Well, I did a little A-B testing with pretty much every known option.
Everything described here is using the same version (2013-04-17 of cudaMiner), same driver (314.22), same card (9600 GT), same clock options (stock - verified to be running the same clocks all the time), same launch options (16x4). Just different OS and the options described:
- XP 32-bit, cache (-C) set to 0, 1, 2 = between 20-24khps - cache off seems to have best performance
- XP 32-bit, interactive turned on (1) = 16-18khps
- XP 32-bit, single-allocation turned on (1) = no difference, 20-22khps but only seems to impair performance
- XP 32-bit, autotune = 20-24khps depending on its mood (sometimes it picks 8x options, sometimes 16, but usually 16x4)

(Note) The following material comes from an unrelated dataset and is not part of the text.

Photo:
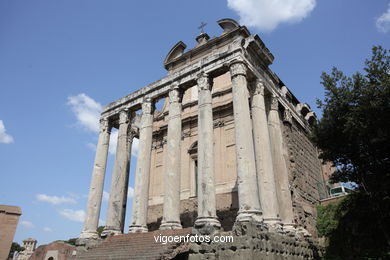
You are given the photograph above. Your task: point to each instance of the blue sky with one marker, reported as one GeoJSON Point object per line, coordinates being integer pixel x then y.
{"type": "Point", "coordinates": [61, 61]}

- XP 32-bit, dual-thread and half-workload (-t 2; -l 16x2,16x2; -i 0,0) = totals about 22khps (yep!), but crashes on Ctrl+C or if autotune is accidentally invoked by forgetting to add multiple options.

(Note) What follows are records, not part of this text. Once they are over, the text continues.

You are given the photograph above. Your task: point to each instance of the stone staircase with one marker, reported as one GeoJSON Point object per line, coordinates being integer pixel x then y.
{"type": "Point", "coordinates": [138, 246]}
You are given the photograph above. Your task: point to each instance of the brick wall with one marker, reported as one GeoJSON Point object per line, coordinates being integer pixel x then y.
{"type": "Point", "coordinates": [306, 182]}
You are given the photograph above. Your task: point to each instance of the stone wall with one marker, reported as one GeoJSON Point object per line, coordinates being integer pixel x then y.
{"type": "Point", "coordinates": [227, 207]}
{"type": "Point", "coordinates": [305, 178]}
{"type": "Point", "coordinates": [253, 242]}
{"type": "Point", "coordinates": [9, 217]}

- Win7 x64, autotune = 10.8khps
- Win7 x64, interactive = 8-10khps
- Win7 x64, single-allocation = 10.8khps (initially hangs the screen but snaps back just before crashing - starts at "0.8khps")
- Win7 x64, cache 1 or 2 = no effect, still ~10khps
I really think you should dig out an XP CD and give it a try yourself - just have to install the nVidia drivers and the Visual C++ 2010 runtime, then launch it and see for yourself. Might just find a huge speed boost
Also, this testing was really tiresome since the display only updates once a minute (or if a result is found). Since the initial display is usually bogus (claiming very low figures at 4096 hashes right after launching), I have to wait a whole minute each time I play with background options (clocks, background apps, etc). Isn't there a way to make the display output the status more often? Couldn't find any related options in the "--help" notes...